The kinship between Henry Moore’s Family Group - ca. 1944 - and this ancient West Mexican marriage pair with infant extends well beyond the works’ shared subjects. Beginning in the 1920s, Moore developed what would become a lifelong fascination with ancient Mexican sculpture. The tubular torsos, burnished surface, and conjoined bodies of the Nayarit couple display the very hallmarks that influenced Moore’s work.

Marriage pair with infant – 300BCE-400CE
Unrecorded Nayarit artist – Ixtlan del Rio culture – ancient West Mexico
Hnery Moore – Family Group – 1944 – cast 1956

 
Imagining the Pacific

Oceanic cultures fascinated the Surrealists, who were drawn to their art with its dreamlike subjects and processes of transformation. Max Ernst, for example, appropriated selected Oceanic - as well as Native American - themes in his work. Peggy Guggenheim was introduced to some of these ideas while married to Ernst and living with his collection in their New York home. In 1942 Ernst gave Guggenheim his painting, The Antipope - 1941-42 - as thanks for her years of support and help in escaping Europe during World War II. She called the painting Mystic Marriage, since it dramatized their complicated relationship in a disquieting pictorial fable. She is likely evoked by the hybrid horse-headed warrior in red. In pursuit of imagery untethered from reality, the Surrealists were profoundly influenced by these objects because of their resistance to fixed states. They believed that mechanized Western society had tragically distanced itself from the imaginative ethos present in Oceanic work.
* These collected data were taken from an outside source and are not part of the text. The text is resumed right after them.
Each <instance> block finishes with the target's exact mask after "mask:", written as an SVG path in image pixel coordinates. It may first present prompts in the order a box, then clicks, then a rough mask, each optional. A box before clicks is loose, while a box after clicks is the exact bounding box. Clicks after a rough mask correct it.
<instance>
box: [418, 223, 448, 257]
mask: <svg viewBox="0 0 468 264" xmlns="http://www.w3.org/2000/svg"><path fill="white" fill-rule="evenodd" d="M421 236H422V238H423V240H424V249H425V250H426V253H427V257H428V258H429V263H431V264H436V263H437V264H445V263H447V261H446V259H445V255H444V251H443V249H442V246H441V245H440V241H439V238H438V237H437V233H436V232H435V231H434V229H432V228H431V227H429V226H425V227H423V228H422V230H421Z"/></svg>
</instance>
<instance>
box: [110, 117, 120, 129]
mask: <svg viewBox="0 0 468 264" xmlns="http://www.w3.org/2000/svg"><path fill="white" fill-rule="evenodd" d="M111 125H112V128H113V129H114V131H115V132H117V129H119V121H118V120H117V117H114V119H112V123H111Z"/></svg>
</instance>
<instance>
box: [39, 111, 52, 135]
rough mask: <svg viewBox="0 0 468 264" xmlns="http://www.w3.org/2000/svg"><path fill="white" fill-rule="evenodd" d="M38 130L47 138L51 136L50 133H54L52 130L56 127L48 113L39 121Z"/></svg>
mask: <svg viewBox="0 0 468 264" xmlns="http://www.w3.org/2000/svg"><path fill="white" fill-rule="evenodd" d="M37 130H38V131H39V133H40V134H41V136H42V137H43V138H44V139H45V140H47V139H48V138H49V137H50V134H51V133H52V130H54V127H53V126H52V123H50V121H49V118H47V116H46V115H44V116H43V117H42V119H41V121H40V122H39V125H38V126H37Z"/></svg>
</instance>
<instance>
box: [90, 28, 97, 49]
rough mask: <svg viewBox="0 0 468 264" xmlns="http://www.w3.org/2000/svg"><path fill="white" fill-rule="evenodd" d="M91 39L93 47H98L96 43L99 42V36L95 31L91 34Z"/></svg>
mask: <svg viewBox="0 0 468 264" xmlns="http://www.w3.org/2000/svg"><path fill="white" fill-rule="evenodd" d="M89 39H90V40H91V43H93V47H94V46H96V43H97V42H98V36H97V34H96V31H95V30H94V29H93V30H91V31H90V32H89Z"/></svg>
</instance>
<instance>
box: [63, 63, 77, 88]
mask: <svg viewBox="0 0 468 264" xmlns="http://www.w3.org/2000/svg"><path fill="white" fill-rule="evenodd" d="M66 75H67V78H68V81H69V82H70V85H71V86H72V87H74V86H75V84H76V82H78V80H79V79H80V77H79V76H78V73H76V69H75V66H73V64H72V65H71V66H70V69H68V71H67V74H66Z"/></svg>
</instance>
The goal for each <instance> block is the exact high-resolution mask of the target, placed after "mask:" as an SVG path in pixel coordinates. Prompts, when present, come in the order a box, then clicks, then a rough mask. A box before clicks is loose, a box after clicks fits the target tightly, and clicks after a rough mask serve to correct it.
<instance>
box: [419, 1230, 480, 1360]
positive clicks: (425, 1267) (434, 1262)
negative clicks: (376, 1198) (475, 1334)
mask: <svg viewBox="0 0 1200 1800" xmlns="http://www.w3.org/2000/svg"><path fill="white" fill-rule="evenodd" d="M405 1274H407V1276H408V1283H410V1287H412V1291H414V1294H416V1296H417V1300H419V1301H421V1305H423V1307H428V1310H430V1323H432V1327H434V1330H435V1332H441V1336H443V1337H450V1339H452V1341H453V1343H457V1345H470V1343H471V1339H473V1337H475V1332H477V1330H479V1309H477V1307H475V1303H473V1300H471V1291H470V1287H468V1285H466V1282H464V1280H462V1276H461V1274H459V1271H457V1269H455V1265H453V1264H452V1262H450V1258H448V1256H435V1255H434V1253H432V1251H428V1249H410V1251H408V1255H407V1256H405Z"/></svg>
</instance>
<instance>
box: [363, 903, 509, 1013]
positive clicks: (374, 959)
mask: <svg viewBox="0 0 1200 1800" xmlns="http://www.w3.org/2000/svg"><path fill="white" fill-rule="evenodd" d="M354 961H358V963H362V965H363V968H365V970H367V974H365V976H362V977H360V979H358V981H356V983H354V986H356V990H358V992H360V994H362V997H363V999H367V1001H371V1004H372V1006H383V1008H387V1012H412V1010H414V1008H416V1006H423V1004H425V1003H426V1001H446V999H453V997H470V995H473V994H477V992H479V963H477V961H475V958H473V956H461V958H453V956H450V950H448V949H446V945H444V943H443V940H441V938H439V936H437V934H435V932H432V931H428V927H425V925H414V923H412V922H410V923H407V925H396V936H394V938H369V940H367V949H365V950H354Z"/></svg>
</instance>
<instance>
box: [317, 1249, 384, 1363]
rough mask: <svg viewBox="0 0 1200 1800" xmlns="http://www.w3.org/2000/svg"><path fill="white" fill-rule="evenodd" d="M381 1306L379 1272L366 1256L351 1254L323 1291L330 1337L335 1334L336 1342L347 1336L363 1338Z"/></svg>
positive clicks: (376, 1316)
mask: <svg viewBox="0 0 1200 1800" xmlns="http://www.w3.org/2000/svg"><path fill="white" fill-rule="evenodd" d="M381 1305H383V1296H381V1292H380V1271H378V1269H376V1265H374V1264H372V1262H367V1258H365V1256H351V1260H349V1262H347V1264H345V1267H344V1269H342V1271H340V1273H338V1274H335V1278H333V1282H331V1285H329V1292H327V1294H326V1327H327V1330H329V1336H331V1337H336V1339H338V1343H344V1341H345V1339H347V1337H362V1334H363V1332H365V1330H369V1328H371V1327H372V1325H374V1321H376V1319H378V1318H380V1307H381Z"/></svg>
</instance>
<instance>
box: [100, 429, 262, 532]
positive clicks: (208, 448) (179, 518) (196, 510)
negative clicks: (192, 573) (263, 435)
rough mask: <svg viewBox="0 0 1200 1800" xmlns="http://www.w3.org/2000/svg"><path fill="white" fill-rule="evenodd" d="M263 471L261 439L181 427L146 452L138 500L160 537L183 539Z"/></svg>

By mining the cultures of the Pacific islands, the Surrealists sought to reconnect with longed for, nonvisible realms of experience.

Ancestor figure – miamba maira – mid 20th century
Unrecorded Wosera artist – Southern Abelam Bibmagum or Bogmuken – village – East Sepik Province – Papua New Guinea
Element of ceremonial house – mid-20th century
Unrecorded Abelam or Boiken artist – Maprik – East Sepik Province – Papua New Guinea
Ancestor figure – 1900-1960
Unrecorded Sawos artist – Yamok Village - East Sepik Province – Papua New Guinea



In 1942 Ernst gave Guggenheim his painting, The Antipope - 1941-42 - as thanks for her years of support and help in escaping Europe during World War II. She called the painting Mystic Marriage, since it dramatized their complicated relationship in a disquieting pictorial fable. She is likely evoked by the hybrid horse-headed warrior in red.